So, I’ll be honest and admit that I’ve been dipping in and out of the Read Around the World Book Club these last few months. I’m beginning to realise that there is a difference between stretching my reading boundaries/widening my knowledge of the world and forcing myself to read a book because I feel I ‘should’. Not that you have to read all the books in the book club – it is just a pressure I put on myself (no surprise there then). However, when I read the blurb for Chappy, I knew that this was a story I wanted to explore further:
“Uprooted from his privileged European life and sent to New Zealand to sort himself out, twenty-one-year-old Daniel pieces together the history of his Māori family. As his relatives revisit their past, Daniel learns of a remarkable love story between his Māori grandmother Oriwia and his Japanese grandfather Chappy. The more Daniel hears about his deceased grandfather, the more intriguing – and elusive – Chappy becomes.”
This is most definitely a character piece; the pace is very slow, fluid and gentle. I loved Grace’s style very much, but I also know some of the group found it frustrating and found it difficult to engage with.
Why this book spoke to me:
Daniel pieces himself together though discovering his family history, he finds his roots and purpose. He becomes a storyteller. I think this is such a wonderful concept and one I very much identify with. I love how important traditions and ancestors are in this story:
“These are the moments when all time becomes present and you understand that you are merely a bead on an unbroken necklace which is without beginning or end.”
I love how connected to the land the characters are, especially Daniel’s uncle Akai:
“But not to worry, there’s singing in the mountains, laughter in the trees, dancing in the light of evening fires. There’s whispering in hearts and minds and shadows. That’s enough for me.”
The characters are just wonderful. Warmhearted, passionate, plain speaking, resilient Oriwia. Gentle, sweet, damaged and displaced Chappy. Quirky, nature loving, rooted, spirited Akai.
The importance Grace gives to storytelling, be Daniel’s own, his family’s or that of the Māori people.

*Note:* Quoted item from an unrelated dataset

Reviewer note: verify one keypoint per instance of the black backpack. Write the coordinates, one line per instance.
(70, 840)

The theme of community, which runs fiercely throughout. Everyone has value, everyone has a contribution to make. People take care of each other. People are genuinely interested in each other.
The exploration of what it means to be an immigrant is most poignant and is just as relevant today as it was in the time the book was set. The fear of the unknown, and consequently racism, causes such horrendous consequence – why are human beings not able to learn from past mistakes?

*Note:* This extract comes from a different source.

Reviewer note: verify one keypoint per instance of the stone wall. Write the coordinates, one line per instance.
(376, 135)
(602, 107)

The portrayal of how the Māori people were treated in New Zealand in the 40s and 50s was incredibly thought provoking. I knew so little: the taking away of land, the everyday discrimination, the poverty, the segregation.
To finish, something I loved the most was how Daniel’s great grandfather defines belonging:
“Who he’s mountain? Who he’s river? Who he’s ancestors? Who he’s name? Who he is?”